La "otra", Susana Valenzuela (en la foto),
dijo que lo conoció en un curso de capacitación
hace cinco años, y él le confesó
que tenía la intención de dejar a su
esposa por ella.
"Él es mi esposo. Él me ama y yo
soy su devota esposa," insiste la señora
Salinas. "Esta otra mujer no tiene legitimidad".
Al
menos cinco mujeres - sostienen - se han visto obligadas
a enfrentarse a esta situación, en la que otras
decían tener los mismos derechos que ellas.
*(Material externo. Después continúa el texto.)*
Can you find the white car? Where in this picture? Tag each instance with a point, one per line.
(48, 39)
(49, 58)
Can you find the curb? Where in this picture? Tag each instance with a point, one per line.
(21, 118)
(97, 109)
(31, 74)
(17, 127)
Marta Flores una trabajadora de la Cruz Roja, dice:
"Ha habido muchos conflictos entre las mujeres,
Tuvimos un susto grande - por ejemplo - en la tienda
comedor cuando una mujer, que decía se la amante
del marido, se encaró con otra y debimos evitar
el enfrentamiento físico. Están en juego
- aclara - los paquetes que se entregan a las familias
de los mineros atrapados, así como reclamaciones
de indemnización a futuro que podría
llegar a decenas de miles de libras".
"Lamentablemente,
el conflicto se deriva de los problemas de dinero",
dijo la señora Flores. "Algunos de los
hombres tienen los niños de muchas mujeres
y todas ellas han llegado aquí para hacer valer
sus reclamos. He conocido a cinco familias en esta
situación, pero estoy segura que hay más".
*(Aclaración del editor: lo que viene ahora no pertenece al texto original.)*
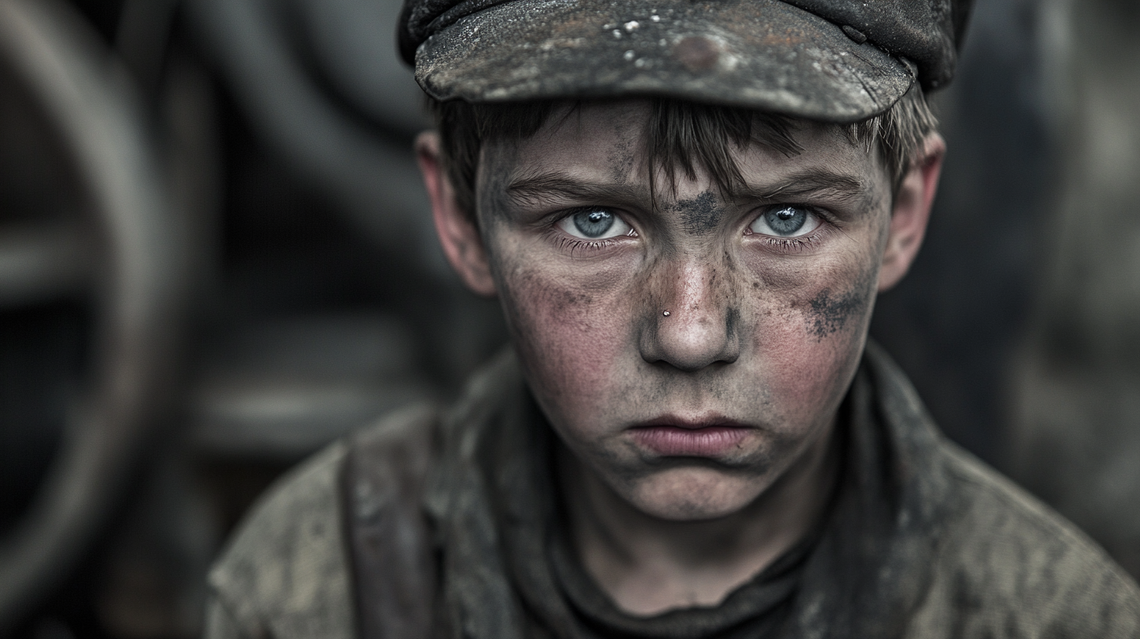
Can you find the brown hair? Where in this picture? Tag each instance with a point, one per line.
(683, 137)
Algunas mujeres se presentaron en el campamento para
descubrir que su pareja ya tenía una esposa
y niños, y no sabían nada.
Las
que de veras aman a sus hombres, sostiene el testimonio,
se han escapado sin decir nada. Ahora, asistentes
sociales especialmente capacitadas en situaciones
matrimoniales de este tipo, procuran prestar ayuda
frente a la infidelidad de los maridos.
Uno
de los mineros, que no fue identificado, tiene una
primera esposa de la que nunca se ha divorciado, mientras
tanto tiene hijos con una segunda mujer con la que
vive, y se encuentra de novio con una tercera.
"Es
una pesadilla logística tratar de mantenerlas
separadas y, por supuesto que todas quieren enviar
mensajes", dijo la señora Flores.
Bueno,
varias puntas tiene el camino, no caben dudas. Pero
lo principal es que los mineros se encuentren bien
y despreocupados de estas "minucias", para
poder afrontar la larga espera del rescate. Al regreso
será otro cantar: seguramente será inteligente
disfrutar ahora de un poco de paz y sosiego.